A Walk on the Child Side: 5 Lesser Known Sesame Street Characters You Should Know

1. Abby Cadabby

Abby joined Sesame Street in 2006, in an episode where she broke her fairy wand and had to have it fixed. Abby was added to the show to increase the number of girl Muppets, but her presence has also acted as a sort of diversity exercise: Abby does not look like the other Muppets originally from Sesame Street, but it is implied that she does look like the Muppets from her home. Abby is, therefore, a gentle and child-friendly reminder that people from different places look different, and that that’s okay.

 

2. Rudy

    Rudy is Abby’s stepbrother, who was introduced in 2017. Rudy and Abby’s relationship as step-siblings is often explored in relation to the concepts of blended families and sibling conflicts.
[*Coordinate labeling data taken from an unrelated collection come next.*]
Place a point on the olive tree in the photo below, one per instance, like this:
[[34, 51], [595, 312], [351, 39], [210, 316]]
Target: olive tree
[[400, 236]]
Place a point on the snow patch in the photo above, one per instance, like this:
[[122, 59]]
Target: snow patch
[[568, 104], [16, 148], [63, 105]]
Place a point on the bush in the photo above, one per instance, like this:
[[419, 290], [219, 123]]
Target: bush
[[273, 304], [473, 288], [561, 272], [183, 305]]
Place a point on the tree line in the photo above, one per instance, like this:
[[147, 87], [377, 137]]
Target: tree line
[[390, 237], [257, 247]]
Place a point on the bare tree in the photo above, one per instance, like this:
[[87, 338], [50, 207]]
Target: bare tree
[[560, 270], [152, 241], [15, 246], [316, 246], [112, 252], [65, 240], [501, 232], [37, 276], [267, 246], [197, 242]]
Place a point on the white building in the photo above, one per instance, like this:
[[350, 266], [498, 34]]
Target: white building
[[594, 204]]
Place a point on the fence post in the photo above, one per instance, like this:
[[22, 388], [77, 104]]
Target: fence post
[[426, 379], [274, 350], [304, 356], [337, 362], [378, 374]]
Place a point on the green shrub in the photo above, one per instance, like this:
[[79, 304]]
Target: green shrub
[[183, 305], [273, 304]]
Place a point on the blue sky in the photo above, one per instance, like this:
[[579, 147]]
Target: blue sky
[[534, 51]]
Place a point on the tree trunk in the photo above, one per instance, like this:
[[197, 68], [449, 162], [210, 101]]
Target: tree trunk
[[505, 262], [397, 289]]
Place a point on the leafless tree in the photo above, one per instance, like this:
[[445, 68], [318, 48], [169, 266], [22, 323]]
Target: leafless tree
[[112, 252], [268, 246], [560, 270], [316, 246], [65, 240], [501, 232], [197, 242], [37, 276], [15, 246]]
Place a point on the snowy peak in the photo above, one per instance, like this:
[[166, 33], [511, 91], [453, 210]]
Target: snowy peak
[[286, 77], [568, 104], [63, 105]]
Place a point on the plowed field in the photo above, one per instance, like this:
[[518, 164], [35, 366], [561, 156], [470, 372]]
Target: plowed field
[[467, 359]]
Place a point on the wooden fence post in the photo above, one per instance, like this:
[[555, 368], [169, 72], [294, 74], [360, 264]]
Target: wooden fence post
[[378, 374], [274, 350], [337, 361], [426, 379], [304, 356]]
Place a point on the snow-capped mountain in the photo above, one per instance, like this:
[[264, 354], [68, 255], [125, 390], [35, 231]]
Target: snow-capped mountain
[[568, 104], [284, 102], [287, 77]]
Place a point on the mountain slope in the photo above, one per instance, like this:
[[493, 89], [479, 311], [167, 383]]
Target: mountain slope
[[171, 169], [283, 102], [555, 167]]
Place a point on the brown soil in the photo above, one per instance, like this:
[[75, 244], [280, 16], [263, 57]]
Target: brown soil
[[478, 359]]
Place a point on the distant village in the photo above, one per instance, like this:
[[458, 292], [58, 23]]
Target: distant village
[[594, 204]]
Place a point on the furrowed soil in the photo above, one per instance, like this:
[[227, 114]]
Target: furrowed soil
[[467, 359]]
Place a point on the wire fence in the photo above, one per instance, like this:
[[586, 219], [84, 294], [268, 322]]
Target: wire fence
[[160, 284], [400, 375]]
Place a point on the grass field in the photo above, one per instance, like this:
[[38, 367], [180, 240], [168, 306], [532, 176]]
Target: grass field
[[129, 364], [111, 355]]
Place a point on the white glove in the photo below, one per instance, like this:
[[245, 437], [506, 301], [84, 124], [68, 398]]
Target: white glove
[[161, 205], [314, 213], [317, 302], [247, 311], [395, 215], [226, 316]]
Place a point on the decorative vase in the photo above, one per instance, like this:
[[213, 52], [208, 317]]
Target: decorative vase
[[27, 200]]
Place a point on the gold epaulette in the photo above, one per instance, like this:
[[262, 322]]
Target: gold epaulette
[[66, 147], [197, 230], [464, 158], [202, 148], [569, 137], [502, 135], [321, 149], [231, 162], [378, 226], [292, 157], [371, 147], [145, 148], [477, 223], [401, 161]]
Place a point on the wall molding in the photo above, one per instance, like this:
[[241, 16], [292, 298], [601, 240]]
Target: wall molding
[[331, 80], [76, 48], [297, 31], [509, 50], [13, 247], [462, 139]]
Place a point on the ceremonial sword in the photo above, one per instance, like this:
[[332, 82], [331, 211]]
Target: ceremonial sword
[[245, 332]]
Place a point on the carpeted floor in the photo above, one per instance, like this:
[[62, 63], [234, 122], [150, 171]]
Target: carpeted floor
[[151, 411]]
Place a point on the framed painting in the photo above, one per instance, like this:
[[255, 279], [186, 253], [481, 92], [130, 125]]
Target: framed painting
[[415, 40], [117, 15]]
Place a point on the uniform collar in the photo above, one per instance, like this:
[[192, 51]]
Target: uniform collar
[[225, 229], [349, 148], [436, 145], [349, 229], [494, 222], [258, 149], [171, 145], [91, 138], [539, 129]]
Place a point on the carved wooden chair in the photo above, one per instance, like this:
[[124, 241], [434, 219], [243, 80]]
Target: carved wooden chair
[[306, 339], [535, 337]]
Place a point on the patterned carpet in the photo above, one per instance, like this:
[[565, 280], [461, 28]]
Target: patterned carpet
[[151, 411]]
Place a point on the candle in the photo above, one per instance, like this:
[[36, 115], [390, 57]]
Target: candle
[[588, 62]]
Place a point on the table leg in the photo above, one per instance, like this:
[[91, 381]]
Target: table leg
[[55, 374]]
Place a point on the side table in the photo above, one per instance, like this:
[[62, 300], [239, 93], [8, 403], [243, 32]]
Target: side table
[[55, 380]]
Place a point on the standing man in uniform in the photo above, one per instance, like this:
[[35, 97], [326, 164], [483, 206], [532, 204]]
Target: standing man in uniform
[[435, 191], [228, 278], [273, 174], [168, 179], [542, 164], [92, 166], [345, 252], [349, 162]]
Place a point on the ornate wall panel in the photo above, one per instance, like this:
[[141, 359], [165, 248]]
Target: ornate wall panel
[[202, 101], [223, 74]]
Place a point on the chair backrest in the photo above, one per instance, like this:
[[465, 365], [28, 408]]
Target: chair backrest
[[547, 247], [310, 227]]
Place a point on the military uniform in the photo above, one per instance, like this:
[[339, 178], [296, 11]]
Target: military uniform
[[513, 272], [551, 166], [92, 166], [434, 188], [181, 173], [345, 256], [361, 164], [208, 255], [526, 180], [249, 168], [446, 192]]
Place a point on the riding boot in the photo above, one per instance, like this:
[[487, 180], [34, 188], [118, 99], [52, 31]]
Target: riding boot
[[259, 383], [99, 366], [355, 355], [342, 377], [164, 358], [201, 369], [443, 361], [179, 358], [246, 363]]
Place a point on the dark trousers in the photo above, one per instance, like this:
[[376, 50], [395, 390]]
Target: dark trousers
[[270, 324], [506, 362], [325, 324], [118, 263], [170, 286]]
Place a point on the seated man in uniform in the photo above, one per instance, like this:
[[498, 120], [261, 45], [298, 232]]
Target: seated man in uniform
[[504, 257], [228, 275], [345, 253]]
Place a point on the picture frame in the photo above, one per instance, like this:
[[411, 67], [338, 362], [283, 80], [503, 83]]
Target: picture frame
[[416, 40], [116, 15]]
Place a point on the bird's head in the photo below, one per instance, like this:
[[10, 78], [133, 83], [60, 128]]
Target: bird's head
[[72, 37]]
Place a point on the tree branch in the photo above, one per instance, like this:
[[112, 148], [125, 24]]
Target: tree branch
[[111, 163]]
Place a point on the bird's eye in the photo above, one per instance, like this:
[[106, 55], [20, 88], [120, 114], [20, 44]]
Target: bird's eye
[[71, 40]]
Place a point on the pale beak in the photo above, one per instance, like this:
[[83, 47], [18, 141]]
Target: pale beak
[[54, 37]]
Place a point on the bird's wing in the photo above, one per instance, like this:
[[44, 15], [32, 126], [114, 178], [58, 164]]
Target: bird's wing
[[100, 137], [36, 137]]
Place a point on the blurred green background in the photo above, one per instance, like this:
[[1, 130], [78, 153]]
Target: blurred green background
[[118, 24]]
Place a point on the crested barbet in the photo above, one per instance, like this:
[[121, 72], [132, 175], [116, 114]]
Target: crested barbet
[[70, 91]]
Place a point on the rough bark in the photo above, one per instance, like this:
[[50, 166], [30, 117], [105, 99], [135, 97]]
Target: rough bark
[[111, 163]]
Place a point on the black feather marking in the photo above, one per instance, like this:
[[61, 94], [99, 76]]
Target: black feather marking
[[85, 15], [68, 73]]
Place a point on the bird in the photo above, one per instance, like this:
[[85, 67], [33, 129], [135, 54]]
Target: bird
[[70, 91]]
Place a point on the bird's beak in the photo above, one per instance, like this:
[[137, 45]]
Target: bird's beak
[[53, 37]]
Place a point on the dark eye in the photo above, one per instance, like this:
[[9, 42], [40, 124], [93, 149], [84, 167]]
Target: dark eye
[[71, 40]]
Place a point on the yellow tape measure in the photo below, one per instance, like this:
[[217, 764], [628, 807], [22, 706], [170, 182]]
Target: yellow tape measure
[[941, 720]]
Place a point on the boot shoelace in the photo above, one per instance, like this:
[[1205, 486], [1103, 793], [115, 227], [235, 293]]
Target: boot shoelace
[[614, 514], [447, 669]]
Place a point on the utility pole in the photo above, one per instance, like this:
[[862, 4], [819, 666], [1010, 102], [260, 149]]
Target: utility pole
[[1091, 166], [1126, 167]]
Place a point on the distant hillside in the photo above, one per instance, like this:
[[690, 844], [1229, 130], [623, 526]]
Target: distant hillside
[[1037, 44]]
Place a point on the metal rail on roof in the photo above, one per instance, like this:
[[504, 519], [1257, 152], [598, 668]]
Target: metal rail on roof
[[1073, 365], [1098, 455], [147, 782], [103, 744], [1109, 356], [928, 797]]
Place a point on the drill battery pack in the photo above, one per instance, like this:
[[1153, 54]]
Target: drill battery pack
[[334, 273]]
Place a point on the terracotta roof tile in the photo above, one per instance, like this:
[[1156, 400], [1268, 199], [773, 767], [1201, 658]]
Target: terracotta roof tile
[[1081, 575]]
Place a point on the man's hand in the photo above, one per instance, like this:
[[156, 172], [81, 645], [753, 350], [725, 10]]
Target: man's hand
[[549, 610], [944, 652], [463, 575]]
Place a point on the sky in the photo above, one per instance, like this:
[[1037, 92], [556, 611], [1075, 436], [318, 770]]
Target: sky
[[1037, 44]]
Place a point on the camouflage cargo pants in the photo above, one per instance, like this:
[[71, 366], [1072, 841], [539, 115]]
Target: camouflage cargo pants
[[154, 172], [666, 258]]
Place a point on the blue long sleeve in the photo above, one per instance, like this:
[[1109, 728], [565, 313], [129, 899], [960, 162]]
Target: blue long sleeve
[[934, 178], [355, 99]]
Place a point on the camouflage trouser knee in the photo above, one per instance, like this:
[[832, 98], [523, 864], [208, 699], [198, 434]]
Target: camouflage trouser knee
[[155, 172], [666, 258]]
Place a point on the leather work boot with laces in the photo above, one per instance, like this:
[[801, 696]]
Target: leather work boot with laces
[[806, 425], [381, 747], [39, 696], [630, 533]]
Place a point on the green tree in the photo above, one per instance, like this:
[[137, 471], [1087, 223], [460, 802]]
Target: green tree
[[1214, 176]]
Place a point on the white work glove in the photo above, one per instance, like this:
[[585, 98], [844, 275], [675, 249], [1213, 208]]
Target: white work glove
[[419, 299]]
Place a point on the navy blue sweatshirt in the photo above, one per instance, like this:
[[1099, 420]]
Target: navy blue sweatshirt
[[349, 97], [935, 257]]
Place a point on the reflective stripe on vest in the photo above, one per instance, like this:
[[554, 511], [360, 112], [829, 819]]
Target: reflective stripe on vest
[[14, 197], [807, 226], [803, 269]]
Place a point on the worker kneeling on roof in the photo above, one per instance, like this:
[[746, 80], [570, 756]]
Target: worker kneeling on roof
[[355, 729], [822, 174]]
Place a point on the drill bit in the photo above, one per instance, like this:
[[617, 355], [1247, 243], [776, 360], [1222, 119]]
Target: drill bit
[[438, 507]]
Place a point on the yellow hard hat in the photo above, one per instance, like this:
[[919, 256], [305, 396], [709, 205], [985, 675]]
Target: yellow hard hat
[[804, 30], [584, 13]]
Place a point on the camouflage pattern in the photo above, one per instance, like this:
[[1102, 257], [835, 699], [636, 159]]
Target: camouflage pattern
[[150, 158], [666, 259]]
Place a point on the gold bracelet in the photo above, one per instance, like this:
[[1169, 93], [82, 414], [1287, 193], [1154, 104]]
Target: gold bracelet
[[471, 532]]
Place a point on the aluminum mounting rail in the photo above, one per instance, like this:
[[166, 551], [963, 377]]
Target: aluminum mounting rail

Despite only appearing in a few episodes, Rudy is vital for demonstrating to children that blended families are a wonderful thing.

     

    3. Julia

    Julia, introduced in 2015, is the first muppet to have autism. The show is incredible in its handling of Julia and her autism: she is never "othered", but instead people say that she does things “in a Julia kind of way.” When Julia was part of a float for the Macy’s Thanksgiving Day parade in 2018, she even wore noise-cancelling headphones so that the loud noises wouldn’t bother her. Julia is doing wonders in teaching children that autism is completely and entirely normal--and children with autism love to learn and play, too.

     

    4. Rosita

    Rosita was first introduced in 1991 (making her older than me!) as one of the first multilingual character on Sesame Street. Rosita was born in Mexico, and she speaks both Spanish and English. Her full name is Rosita, la Monstrua de las Cavas, which translates to Rosita, the Monster of the Caves. Rosita presents a Spanish word of the day often, and she also plays her guitar on the show.

     

    5. Lily

    Lily appeared in the 2011 special “Growing Hope Against Hunger” to educate children about the realities of food insecurity; in 2018, it was revealed that Lily and her family were now homeless, making her the first homeless character on Sesame Street. Considering that approximately 40% of the homeless population in the United States is under 18, representation of this reality is crucial for the youth audiences to learn about so that they may be compassionate and caring.  

     

    Honorable Mention: the Yip-Yips

    I don’t have much of an explanation for this one, except for the fact that they are aliens of some kind, they look silly, and you can buy a Yip-Yip costume on Amazon for only $25!